3.501-1
Definition
Buying-in is the practice of bidding below cost with the intent to recover losses through contract modifications or future contracts, which is prohibited in government contracting.
Overview
- FAR 3.501-1 defines the term "buying-in" for use in the context of government contracting. This definition is critical for understanding improper pricing strategies that may undermine fair competition and contract integrity.
Key Rules
- Definition of Buying-In
- Buying-in refers to submitting an offer below anticipated costs with the expectation of either increasing the contract amount after award (such as through overpriced change orders) or securing future contracts at inflated prices to recover initial losses.
Responsibilities
- Contracting Officers: Must be vigilant for signs of buying-in during proposal evaluation and contract administration.
- Contractors: Should avoid submitting offers below cost with the intent to recover losses through future contract modifications or follow-on work.
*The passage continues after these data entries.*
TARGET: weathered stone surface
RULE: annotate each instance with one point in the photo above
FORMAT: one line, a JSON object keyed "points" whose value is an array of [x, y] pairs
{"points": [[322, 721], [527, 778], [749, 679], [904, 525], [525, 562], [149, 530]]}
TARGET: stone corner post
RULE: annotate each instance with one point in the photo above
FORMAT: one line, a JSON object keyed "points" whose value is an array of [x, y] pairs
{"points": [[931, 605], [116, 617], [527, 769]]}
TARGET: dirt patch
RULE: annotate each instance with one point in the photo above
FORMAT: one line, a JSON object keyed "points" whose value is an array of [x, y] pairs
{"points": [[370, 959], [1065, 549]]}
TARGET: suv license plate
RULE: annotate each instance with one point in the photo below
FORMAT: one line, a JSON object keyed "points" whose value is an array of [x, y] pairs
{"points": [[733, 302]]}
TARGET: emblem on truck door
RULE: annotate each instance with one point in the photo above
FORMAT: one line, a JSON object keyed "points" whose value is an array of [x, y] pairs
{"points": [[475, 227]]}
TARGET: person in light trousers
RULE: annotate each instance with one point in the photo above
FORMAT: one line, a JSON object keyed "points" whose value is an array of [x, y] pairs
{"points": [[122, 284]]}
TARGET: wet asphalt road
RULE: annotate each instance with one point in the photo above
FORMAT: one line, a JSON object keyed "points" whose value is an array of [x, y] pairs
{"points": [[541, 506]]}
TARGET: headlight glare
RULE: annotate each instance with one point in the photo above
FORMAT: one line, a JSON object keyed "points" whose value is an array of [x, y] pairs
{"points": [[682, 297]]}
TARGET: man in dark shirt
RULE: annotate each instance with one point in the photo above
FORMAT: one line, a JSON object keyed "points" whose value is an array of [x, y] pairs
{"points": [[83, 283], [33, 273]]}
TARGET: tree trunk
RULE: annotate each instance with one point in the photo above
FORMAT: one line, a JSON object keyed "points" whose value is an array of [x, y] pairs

- Agencies: Should establish procedures to detect and prevent buying-in practices.
Practical Implications
- This definition clarifies what constitutes buying-in, helping contracting professionals identify and avoid unethical pricing tactics. Recognizing buying-in is essential for maintaining fair competition and preventing cost overruns or abuse of contract modifications. Contractors engaging in buying-in risk disqualification, reputational harm, or further scrutiny.